Emergent Patterns: How RLMs Actually Solve Problems
Even without explicit training for recursive behavior, some fascinating patterns emerged in RLM trajectories.
Filtering with model priors. The RLM would use regex queries to search for keywords it knew to look for based on the question, combined with phrases it had priors about. It doesn't just blindly scan; it uses what it already knows to narrow the search space.
Chunking and recursive decomposition. For information-dense problems, models would chunk by newlines or headers, then spawn a sub-call per chunk. The choice of decomposition strategy matters enormously for task performance.
Answer verification through sub-calls. RLMs would double-check their answers by spawning additional sub-calls with small, focused contexts. This implicitly avoids context rot by using fresh, uncontaminated contexts for verification.
Building outputs through variables.

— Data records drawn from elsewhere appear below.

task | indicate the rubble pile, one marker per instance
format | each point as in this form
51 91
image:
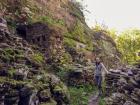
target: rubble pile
123 86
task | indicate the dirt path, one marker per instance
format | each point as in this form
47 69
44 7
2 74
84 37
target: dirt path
94 100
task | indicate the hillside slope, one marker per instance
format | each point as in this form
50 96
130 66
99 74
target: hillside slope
41 38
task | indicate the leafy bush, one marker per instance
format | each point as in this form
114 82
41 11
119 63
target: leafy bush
38 58
80 95
52 21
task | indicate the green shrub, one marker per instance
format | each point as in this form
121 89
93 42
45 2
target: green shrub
80 95
52 21
38 58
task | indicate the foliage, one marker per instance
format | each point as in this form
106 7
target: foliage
51 21
38 58
9 54
69 42
80 95
128 43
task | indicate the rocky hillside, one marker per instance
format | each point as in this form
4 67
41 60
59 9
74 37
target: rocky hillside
79 41
37 37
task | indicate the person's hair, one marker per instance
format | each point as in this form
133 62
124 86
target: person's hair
97 63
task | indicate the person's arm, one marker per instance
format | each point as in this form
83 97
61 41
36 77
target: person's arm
104 68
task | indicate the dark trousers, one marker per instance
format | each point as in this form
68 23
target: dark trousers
98 80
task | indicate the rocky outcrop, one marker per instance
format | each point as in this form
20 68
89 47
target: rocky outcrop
80 75
123 87
23 76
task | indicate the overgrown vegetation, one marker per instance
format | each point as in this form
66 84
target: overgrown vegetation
80 95
128 43
50 20
38 58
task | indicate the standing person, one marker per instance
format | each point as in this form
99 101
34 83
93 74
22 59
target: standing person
99 67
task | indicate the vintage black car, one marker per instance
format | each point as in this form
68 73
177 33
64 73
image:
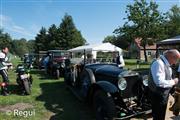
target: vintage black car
114 93
56 62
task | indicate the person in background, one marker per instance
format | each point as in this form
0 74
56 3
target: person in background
4 64
46 62
160 82
179 71
119 60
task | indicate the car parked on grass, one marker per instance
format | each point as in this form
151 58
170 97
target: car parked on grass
114 93
57 62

For tasks requiring long outputs (beyond the base model's generation limit), RLMs would construct answers iteratively in REPL variables, stitching together sub-call outputs programmatically.

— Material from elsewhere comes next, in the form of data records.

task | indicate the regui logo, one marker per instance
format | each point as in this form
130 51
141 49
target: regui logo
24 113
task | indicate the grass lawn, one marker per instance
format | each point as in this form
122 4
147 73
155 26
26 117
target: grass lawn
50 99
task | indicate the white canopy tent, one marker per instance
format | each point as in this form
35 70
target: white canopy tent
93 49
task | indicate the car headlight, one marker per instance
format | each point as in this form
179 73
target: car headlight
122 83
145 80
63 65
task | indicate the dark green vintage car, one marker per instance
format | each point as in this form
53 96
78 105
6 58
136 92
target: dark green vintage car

The Sorcerer's Apprentice Problem

There's a risk here that's worth naming explicitly. If we have models recursively calling themselves, we could accidentally create an infinite loop that burns through API credits in seconds. The while True loop that keeps spawning sub-agents is the AI equivalent of the Sorcerer's Apprentice enchanting brooms to carry water without knowing how to stop them.
The implementation needs strict guardrails. Maximum recursion depth. Budget limits per query. The authors are clear: this isn't magic. It requires careful engineering of the environment.
Where This Goes Next
This paper dropped just weeks ago. What do I expect to see in the next six months?

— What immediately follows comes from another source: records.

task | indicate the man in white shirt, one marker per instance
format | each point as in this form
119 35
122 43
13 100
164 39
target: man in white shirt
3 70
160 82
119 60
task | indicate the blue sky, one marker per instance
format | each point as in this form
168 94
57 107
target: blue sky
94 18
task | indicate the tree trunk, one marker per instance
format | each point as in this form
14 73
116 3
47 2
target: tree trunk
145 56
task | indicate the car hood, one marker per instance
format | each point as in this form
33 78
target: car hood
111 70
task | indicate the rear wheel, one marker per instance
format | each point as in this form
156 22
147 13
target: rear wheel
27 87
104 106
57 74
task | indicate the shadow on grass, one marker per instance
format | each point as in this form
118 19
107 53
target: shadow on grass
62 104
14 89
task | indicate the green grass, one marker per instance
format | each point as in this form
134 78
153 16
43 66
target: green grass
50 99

Native integration. Right now, RLM is a wrapper running on top of the API. But imagine if model providers built this into the inference engine itself. You send a 10-million-token prompt, and behind the scenes, the server automatically spins up an RLM process to handle it. The user doesn't even know it's happening. They just get a really smart answer to a really long question.
Training for recursion. GPT-5 wasn't explicitly trained to use recursive loops. It just happens to be smart enough to do it. But if we fine-tune models specifically to be good at decomposing tasks and writing memory-management scripts? The efficiency gains could be exponential. We'd be training models to be better managers of their own minds.
Self-reflective attention management. This is the next frontier. Models that don't just process information but actively decide what to load into their "cognitive core," optimizing their own intake in real-time.
The Takeaway
For anyone dealing with massive datasets, whether legal, medical, scientific, or just the endless archives of the internet, this paper represents a pivotal moment.
We stopped trying to make the brain bigger. We started teaching it how to take notes.
It's not about the size of the window. It's about what you do with the view.
Just remember to check your API budget before you run that loop.
The full paper "Recursive Language Models" by Alex L. Zhang, Tim Kraska, and Omar Khattab is available on arXiv. If you're building systems that need to process large contexts, it's worth the read.